Computational Feat Speeds Finding of Genes to Milliseconds Instead of Years
Stanford University (03/15/10) Vaughn, Christopher
Stanford University computer scientist Debashis Sahoo and computer science professor David Dill recently completed a study of a program based on Boolean logic that can locate specific genes. Starting with two known B-cell genes, Sahoo searched through databases with thousands of gene products in milliseconds and found 62 genes that matched the patterns he would expect to see for genes that got turned on in between the activation of the two genes he started with. He then examined databases involving 41 strains of laboratory mice that were known to be deficient in one or more of the 62 genes. Of those 41 strains, 26 had defects in B-cell development. "Biologists are really amazed that, with just a computer algorithm, in milliseconds I can find genes that it takes them a really long time to isolate in the lab," Sahoo says. He is currently using the technique to try to find new genes that contribute to cancer development. "This shows that computational analysis of existing data can provide clues about where researchers should look next," Sahoo says.
MIT Researchers Enable Self-Assembling of Chips
IDG News Service (03/16/10) Shah, Agam
Massachusetts Institute of Technology (MIT) researchers recently released research showing how molecules in chips can self-assemble, potentially reducing manufacturing costs by making it less expensive to etch complex designs on smaller chips. The researchers developed a technique in which polymers automatically fall into place to create an integrated circuit, says MIT professor Caroline Ross. The researchers designed a template to cause polymers to spontaneously arrange themselves into useful patterns. They then created blocks on the pattern around which the polymers lined up to create a circuit.
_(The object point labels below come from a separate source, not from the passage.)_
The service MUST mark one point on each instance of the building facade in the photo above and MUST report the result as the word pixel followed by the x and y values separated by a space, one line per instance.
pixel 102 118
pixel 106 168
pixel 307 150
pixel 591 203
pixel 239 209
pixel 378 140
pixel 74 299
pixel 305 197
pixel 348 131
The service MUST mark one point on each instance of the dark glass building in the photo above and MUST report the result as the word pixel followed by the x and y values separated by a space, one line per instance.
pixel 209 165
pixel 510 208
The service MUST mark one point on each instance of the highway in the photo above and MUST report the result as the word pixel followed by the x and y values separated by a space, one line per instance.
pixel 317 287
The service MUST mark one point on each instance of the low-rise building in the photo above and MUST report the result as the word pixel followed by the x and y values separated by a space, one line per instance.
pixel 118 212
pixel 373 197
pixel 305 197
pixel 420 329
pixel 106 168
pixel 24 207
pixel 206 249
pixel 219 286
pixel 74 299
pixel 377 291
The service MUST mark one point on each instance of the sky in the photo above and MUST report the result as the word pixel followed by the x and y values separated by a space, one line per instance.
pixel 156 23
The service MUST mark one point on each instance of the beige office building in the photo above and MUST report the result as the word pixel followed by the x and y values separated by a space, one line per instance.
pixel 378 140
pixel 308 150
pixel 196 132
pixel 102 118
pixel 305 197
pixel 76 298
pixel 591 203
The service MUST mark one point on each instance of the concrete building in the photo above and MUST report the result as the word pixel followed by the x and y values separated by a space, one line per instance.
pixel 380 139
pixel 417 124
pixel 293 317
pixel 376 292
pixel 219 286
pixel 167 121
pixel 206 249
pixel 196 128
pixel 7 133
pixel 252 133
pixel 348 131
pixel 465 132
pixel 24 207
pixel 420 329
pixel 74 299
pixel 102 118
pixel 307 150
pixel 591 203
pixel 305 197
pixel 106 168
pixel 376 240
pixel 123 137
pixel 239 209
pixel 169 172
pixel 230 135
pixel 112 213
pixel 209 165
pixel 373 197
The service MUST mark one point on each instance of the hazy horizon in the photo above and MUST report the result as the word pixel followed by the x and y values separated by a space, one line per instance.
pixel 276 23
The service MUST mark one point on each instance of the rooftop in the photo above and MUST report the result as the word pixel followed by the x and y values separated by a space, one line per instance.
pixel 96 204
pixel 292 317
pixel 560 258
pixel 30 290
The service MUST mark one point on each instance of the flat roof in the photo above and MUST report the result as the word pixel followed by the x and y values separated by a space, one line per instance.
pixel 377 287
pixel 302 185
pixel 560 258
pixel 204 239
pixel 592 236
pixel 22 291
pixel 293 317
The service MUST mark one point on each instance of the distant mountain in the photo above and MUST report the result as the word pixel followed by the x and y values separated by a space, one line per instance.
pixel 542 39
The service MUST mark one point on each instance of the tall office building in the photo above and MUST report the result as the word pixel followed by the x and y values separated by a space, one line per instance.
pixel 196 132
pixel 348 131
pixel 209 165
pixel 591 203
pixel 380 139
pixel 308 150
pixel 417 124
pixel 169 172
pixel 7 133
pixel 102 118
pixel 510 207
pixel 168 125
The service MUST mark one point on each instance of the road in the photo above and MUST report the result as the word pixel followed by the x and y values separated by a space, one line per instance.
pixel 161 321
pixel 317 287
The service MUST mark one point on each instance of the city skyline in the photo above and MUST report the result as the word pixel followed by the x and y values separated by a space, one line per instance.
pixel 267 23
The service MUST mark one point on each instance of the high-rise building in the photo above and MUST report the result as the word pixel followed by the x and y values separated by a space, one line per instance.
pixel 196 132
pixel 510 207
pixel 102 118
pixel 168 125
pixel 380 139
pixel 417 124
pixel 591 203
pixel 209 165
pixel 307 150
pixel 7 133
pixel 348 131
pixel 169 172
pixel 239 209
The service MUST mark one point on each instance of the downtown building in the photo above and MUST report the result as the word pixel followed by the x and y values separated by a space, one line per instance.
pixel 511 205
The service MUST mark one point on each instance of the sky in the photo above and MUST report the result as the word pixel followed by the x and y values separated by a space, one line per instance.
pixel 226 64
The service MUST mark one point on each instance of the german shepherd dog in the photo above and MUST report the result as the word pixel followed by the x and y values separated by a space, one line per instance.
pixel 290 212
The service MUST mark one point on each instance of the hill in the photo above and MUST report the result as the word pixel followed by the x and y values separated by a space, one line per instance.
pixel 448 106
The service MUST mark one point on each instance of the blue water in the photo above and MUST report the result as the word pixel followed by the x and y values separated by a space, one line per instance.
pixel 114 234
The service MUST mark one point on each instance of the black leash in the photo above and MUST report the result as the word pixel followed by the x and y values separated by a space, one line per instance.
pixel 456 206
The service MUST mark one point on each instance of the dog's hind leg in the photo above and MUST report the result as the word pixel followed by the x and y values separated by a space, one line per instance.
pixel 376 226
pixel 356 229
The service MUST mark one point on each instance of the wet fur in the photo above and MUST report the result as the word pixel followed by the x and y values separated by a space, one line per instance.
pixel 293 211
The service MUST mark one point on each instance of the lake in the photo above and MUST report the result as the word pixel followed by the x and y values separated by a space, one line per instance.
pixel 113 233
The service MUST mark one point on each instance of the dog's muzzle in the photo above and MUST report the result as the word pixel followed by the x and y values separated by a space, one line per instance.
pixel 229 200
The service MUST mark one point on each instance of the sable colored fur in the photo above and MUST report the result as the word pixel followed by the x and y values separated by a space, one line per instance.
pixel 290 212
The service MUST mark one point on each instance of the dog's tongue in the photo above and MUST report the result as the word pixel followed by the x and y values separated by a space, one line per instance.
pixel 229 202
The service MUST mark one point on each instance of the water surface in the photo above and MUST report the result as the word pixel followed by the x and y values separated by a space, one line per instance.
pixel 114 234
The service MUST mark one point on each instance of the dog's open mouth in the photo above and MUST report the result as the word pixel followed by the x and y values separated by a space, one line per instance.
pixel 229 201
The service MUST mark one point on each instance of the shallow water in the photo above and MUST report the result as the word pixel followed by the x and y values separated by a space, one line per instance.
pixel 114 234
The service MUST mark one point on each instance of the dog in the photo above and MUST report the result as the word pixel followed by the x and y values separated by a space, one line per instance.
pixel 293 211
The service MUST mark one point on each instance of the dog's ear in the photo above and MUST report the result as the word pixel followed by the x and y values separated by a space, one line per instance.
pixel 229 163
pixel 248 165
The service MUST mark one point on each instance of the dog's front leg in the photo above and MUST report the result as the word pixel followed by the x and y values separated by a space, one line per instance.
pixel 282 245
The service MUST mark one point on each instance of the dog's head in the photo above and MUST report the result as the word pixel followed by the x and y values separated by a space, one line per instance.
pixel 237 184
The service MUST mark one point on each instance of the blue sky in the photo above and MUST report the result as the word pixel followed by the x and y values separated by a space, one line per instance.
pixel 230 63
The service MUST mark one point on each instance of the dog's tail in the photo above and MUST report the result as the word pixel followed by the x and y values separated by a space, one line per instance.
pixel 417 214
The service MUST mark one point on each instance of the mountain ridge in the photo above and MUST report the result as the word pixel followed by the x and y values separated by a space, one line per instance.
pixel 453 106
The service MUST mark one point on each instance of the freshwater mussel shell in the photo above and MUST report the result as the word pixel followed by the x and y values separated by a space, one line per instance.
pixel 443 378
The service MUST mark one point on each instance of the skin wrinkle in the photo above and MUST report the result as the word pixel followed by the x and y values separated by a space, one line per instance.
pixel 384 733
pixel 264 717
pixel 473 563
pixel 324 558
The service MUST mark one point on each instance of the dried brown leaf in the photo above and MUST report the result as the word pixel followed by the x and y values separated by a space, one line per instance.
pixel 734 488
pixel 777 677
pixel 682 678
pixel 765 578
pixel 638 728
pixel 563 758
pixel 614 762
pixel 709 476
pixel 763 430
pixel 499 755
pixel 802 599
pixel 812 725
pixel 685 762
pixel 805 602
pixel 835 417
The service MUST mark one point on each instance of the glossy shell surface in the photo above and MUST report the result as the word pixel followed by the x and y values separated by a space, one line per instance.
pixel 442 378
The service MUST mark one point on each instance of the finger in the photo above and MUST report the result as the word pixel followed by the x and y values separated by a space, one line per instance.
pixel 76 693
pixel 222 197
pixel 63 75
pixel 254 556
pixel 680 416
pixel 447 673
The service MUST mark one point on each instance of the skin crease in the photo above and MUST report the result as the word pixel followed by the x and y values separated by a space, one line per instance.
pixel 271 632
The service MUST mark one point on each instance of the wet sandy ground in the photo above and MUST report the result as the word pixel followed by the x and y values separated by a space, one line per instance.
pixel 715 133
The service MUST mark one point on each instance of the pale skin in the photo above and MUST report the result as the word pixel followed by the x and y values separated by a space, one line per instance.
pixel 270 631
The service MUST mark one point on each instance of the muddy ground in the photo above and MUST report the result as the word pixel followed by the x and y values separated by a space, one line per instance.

The researchers are looking to extend the technique to denser patterns. "We want to do something that people would want to be able to use," Ross says.
The Atlantic (03/10) Vol. 305, No. 2, P. 58; Fallows, James
Google's recent disclosure of broad surveillance "originating from China" highlighted a threat that many experts are convinced will continue to grow, writes James Fallows. Purdue University computer scientist Eugene Spafford says that cybercrime has evolved into a well-financed enterprise perpetrated by mature individuals and groups of professionals who have deep financial and technical pockets, as well as the tolerance, if not support, of local governments or other countries. Cybercrime experts generally agree that the primary damage inflicted by cyberwar so far has been business-versus-business spying rather than the stealing of military secrets or electronic sabotage. Fallows says that China has become even more of a potential cyber-adversary due to its ability to rapidly approach parity with the West in terms of advanced information systems, particularly in its focus on being able to cripple foes' networking infrastructure in times of war.